Tuesday, December 7, 2004
EUROPE — Lycos Europe has ended its anti-spam operation: “Make Love Not Spam.” A company spokesperson said the objective of the time-limited campaign was to raise people’s awareness. The reasons why it ended the campaign was variously reported and speculated in media. The operation, while fairly popular, suffered unexpected troubles and drew criticism from security experts and others from the start.
The company started distributing a screensaver on November 29, 2004 on makelovenotspam.com. Once installed, the computer would send HTTP requests to spammers’ servers when not in use. The intent was to raise the running costs of those servers. Lycos coordinated these requests by choosing targets from lists generated by organizations such as Spamcop.com. The servers were monitored so as to keep them under heavy load, but alive.
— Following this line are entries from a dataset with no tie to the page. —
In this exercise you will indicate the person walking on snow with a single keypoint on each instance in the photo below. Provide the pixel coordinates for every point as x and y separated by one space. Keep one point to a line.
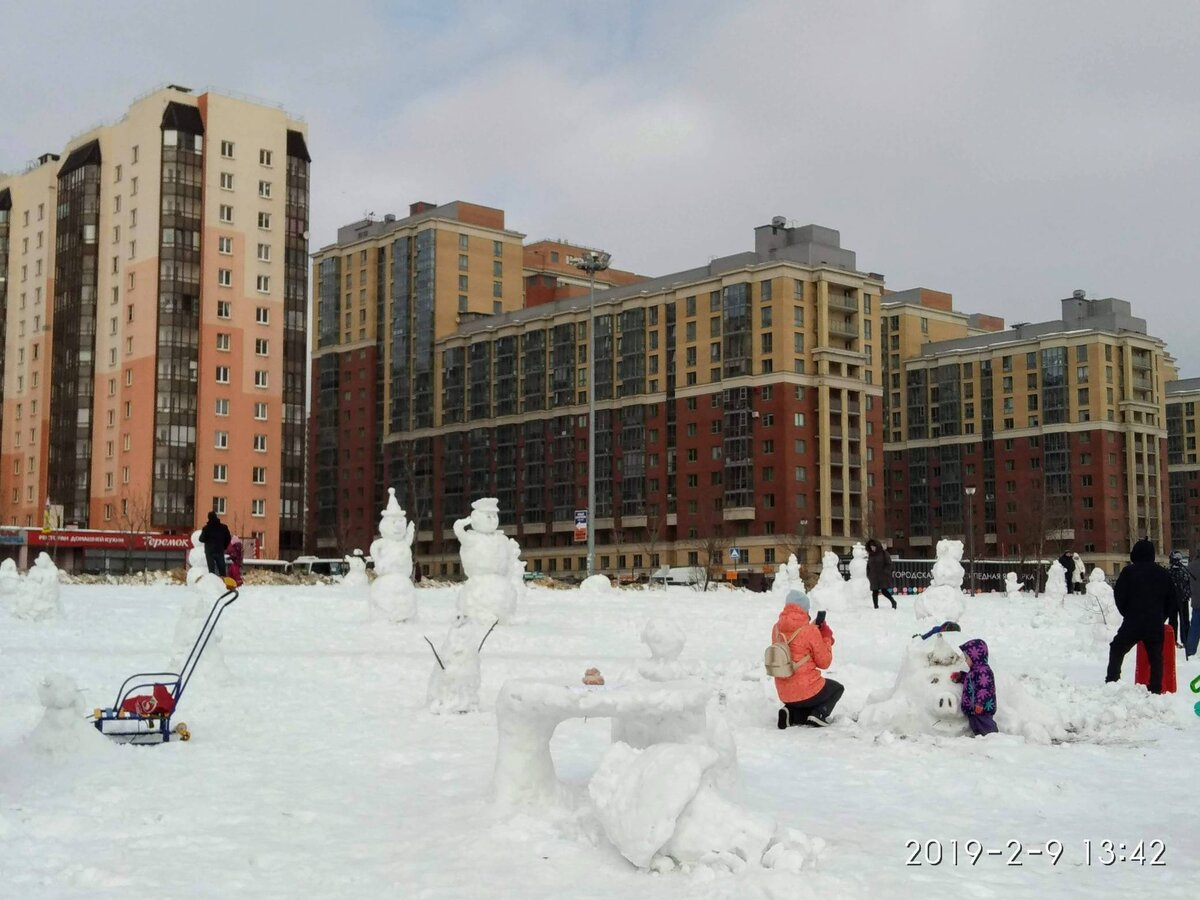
978 701
807 696
215 537
1079 574
879 573
1145 598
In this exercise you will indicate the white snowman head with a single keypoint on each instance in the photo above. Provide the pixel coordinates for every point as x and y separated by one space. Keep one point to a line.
485 515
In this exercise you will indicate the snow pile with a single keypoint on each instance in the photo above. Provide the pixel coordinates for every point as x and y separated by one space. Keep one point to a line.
829 592
357 573
1012 586
37 595
659 809
1056 581
858 588
393 595
491 561
943 600
63 729
454 682
787 577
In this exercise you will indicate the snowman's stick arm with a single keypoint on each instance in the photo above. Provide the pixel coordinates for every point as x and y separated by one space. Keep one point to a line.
443 665
487 635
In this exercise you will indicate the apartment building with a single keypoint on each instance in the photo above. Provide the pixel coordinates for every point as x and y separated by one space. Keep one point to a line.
154 304
736 407
1183 463
1041 437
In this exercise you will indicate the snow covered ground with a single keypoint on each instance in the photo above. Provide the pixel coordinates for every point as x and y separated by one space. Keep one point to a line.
316 771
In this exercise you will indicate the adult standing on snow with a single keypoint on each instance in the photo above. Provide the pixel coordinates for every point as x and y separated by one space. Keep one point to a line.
215 537
808 697
1182 581
879 573
1079 574
1145 599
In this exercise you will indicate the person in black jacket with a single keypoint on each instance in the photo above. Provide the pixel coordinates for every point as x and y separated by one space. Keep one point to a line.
215 537
1145 599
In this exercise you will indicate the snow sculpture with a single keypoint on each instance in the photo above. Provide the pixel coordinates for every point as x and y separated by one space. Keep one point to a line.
393 594
787 577
829 592
943 600
489 561
1056 582
858 588
357 571
37 595
1012 586
454 683
659 809
63 729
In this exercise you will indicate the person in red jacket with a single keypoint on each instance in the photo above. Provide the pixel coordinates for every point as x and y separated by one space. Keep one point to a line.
808 696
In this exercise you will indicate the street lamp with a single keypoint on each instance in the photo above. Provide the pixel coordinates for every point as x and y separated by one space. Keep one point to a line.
970 492
592 262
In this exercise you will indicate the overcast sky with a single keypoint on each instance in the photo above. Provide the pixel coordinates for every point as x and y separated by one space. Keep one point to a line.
1008 153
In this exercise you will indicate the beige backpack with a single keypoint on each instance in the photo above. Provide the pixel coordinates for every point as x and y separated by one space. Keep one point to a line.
778 658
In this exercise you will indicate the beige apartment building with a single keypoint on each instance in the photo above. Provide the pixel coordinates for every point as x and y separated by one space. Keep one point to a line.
154 293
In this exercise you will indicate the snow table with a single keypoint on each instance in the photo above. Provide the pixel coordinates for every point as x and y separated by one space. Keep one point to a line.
1141 671
528 711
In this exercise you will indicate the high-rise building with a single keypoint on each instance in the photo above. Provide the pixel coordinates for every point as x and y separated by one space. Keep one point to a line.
154 301
1043 437
737 402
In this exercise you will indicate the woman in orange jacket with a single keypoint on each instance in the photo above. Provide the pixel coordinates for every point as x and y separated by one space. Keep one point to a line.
808 696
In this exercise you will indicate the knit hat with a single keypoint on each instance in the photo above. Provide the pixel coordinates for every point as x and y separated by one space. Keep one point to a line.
797 598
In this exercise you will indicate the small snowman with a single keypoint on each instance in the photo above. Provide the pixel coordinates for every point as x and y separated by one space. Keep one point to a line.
63 729
454 682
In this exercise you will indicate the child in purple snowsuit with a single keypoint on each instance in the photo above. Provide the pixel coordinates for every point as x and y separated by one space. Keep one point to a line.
978 689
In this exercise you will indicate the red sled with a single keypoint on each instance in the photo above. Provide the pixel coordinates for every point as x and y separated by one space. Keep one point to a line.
160 702
1141 673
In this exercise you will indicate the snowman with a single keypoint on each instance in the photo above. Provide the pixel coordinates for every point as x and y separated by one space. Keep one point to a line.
829 592
943 600
490 562
393 594
454 682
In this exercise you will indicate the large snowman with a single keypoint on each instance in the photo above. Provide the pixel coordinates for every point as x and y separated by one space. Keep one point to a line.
491 563
393 594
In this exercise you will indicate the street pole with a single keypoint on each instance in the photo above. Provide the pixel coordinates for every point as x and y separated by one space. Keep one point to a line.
592 263
970 493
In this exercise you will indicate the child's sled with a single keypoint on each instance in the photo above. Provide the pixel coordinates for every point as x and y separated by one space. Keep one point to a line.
147 718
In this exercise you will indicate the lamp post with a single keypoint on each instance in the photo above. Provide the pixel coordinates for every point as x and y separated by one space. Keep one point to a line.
592 262
970 492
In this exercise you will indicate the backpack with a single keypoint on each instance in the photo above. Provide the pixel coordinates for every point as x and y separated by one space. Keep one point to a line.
778 658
Security experts roundly criticized the program. Steve Linford, director of a non-profit anti-spam organization SpamHaus, and Graham Cluley, a senior technology consultant of Sophos, pointed out that lowering moral standards to fight spammers was not a good idea. The legality of attacking the servers was also debated since it resembles “Distributed Denial of Service” attacks (DDoS), except that Lycos did not completely shut down the target servers.
Other troubles arose. The day after the campaign was launched, there was an alleged takeover of the web site’s top page by a cracker. The page was replaced with a warning against the use of the screensaver, according to a screenshot sent via email to the Finnish security firm F-Secure. A Lycos spokesperson said that the screenshot was a hoax: there was no trace of intrusion in the server log and the site was simply unavailable due to a high demand.
Some Internet service providers blocked either the traffic to Lycos-Europe, or the requests generated by the screensaver.
Next, one of the targeted sites redirected all traffic to the Lycos’ server, making Lycos itself a target. The company had maintained that its server was immune from the attack. Lycos stopped distributing the program on December 3, 2004 and asked clients to “stay tuned.” The company later ended the program.
On December 6, F-Secure reported a virus email disguised as the anti-spam screensaver. When its attachment (a zip file) is opened, it self-extracts and installs a “Trojan horse” –harmful program disguised as legitimate software. The Trojan horse was set up to monitor keystrokes in order to steal passwords, bank account numbers and other important information.
Lycos’ software had been downloaded more than 100,000 times by the end of the campaign.